I tried black out poetry, which I had never tried before! Besides getting maybe a little high from the Sharpee fumes, it was fun and challenging. I had to really find a page that would need to be a black out poem and therefore themes that would have to do with space in this way. So I found this book called Future Shock, totally free, and paged through. I did find one that had the word horizon in all caps and decided to use the horizon as an image that uses light and receding light. I only realized this after I saw the words “nearby city” and then decided to think about a scene with both a horizon and a city and how the two exchange light in a way as night falls. Here is my poem! If you don’t get any of these themes from it I don’t blame you. I do recommend trying the black out poem though! I tried another one but the image wouldn’t load correctly. HOrizon black out poem

 

 

2 Replies to “Trying Black Out Poetry”

  1. Gabi,
    This poem is really gorgeous, and while I want to try out something similar, I’m totally terrified of defacing a book I’ve spent good money on! Maybe I can dig through and destroy a book from Humanities to experiment with (I’m looking at you Lytton), but I’m also interested in the morality of altering someone else’s text to create a new one in your words. I think it could be cool to play with the words of old white dudes and maybe pull something out of them that we haven’t seen before.
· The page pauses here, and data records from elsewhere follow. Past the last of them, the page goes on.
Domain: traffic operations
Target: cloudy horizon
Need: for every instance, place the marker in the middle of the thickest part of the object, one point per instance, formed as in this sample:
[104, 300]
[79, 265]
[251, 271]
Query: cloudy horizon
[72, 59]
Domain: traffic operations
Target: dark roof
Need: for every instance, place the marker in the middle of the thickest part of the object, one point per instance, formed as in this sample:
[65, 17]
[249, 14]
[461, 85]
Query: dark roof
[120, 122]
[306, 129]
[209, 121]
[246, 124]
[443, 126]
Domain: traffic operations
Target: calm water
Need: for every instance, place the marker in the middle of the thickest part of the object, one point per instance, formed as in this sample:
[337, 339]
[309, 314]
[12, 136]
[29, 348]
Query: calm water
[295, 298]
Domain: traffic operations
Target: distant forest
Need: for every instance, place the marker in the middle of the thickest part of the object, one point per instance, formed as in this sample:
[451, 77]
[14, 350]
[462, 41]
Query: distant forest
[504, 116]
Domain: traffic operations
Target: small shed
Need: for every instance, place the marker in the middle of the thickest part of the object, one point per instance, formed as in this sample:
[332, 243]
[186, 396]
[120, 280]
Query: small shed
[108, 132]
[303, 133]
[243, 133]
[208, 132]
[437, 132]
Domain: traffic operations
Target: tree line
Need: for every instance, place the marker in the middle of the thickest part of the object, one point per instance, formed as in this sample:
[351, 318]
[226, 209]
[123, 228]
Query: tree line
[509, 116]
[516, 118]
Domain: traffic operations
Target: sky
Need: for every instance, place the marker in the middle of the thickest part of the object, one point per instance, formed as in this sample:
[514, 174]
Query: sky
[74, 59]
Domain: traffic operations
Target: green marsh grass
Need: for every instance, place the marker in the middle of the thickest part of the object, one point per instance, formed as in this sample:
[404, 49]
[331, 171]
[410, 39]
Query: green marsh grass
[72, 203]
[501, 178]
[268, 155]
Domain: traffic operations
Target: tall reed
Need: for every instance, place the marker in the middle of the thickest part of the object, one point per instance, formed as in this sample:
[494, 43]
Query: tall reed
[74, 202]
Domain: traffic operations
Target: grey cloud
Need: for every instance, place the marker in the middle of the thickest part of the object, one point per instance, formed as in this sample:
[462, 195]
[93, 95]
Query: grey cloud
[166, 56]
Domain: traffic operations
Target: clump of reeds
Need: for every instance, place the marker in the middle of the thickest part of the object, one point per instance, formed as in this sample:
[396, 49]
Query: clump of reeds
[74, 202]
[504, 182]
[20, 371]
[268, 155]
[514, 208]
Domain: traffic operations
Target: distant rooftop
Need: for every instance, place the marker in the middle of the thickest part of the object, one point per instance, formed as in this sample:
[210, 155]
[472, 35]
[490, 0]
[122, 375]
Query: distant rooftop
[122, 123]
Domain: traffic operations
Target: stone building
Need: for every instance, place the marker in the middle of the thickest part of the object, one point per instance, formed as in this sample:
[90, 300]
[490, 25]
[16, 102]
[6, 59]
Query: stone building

  2. Nicole that sounds really interesting! Like the idea of “defacing.” Hmm that could be a collection. Something I found really interesting while blacking out my poem was that the page obviously had an agenda and a goal and that by rewording the page I was disrupting that. Like this guy wrote this book in the 80s about the “shock” of change to come and how to survive it. So that was like a whole layer for me as a writer to think about how this man was afraid of the coming change and I was blocking out his words from the future. So yeah it creates a completely different poem in the poet’s eyes I think.